Wielką ‘fanką’ Warszawy nie jestem. Chciałabym zobaczyć ją
taką przedwojenną, bo jak dla mnie to ona miała swój urok. Niestety, dane mi to
nigdy nie będzie, więc trzeba cieszyć się z tej odbudowanej stolicy. Pomimo że
historię Krakowa znam o wiele lepiej, interesują mnie losy kamienic, miejsc, w
których przed rokiem 1944 coś się znajdowało; gdzie żyli ludzie, bawili się,
śmiali, płakali. I swojej powieści pani Wichrowska przedstawia mi, i innym
czytelnikom, historię Warszawy.
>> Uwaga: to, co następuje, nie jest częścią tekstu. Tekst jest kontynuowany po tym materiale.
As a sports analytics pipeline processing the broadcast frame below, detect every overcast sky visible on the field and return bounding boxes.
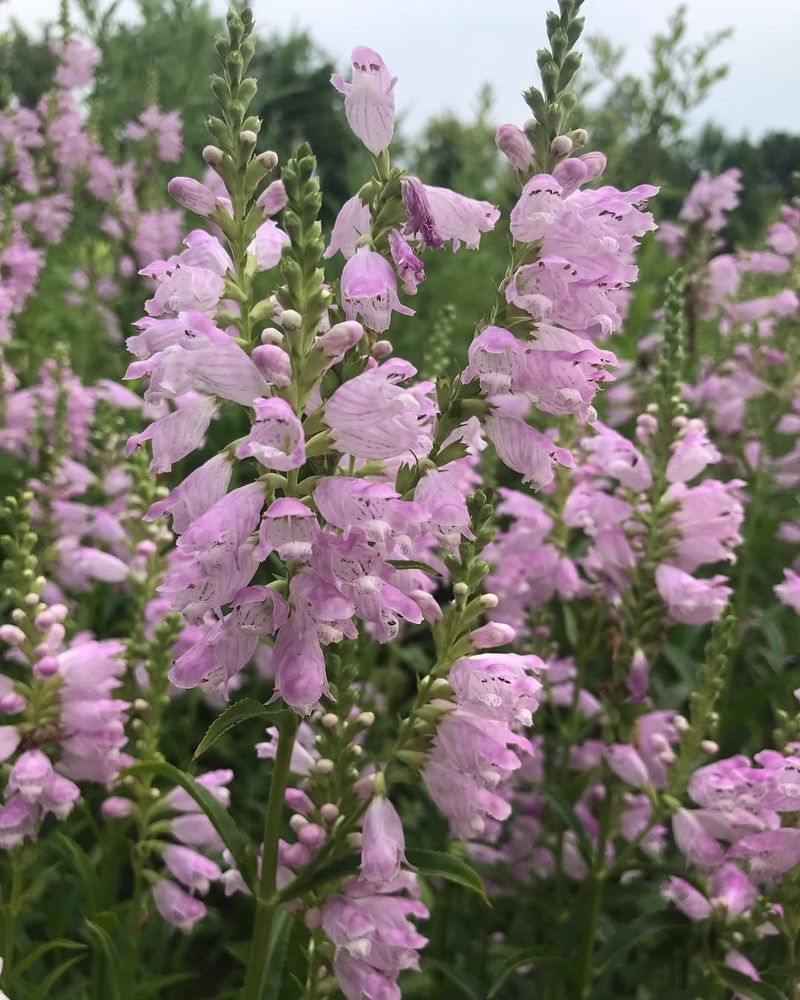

A ta jest warta uwagi.
Niestety, na tym walory powieści jak dla mnie się kończą.
Czytając, strasznie się nudziłam, nie potrafiłam zainteresować się książką na
dłużej niż godzinę. Gdy już odkładałam powieść, sięgałam po coś bardziej interesującego.
Czułam się wyprana z emocji, bez „rozerwania się” nie potrafiłam zająć się
czymś innym, bo byłam strasznie flegmatyczna. Nie przepadam za takimi
powieściami, chociaż wiem, że mają grono odbiorców, którzy bardzo je lubią.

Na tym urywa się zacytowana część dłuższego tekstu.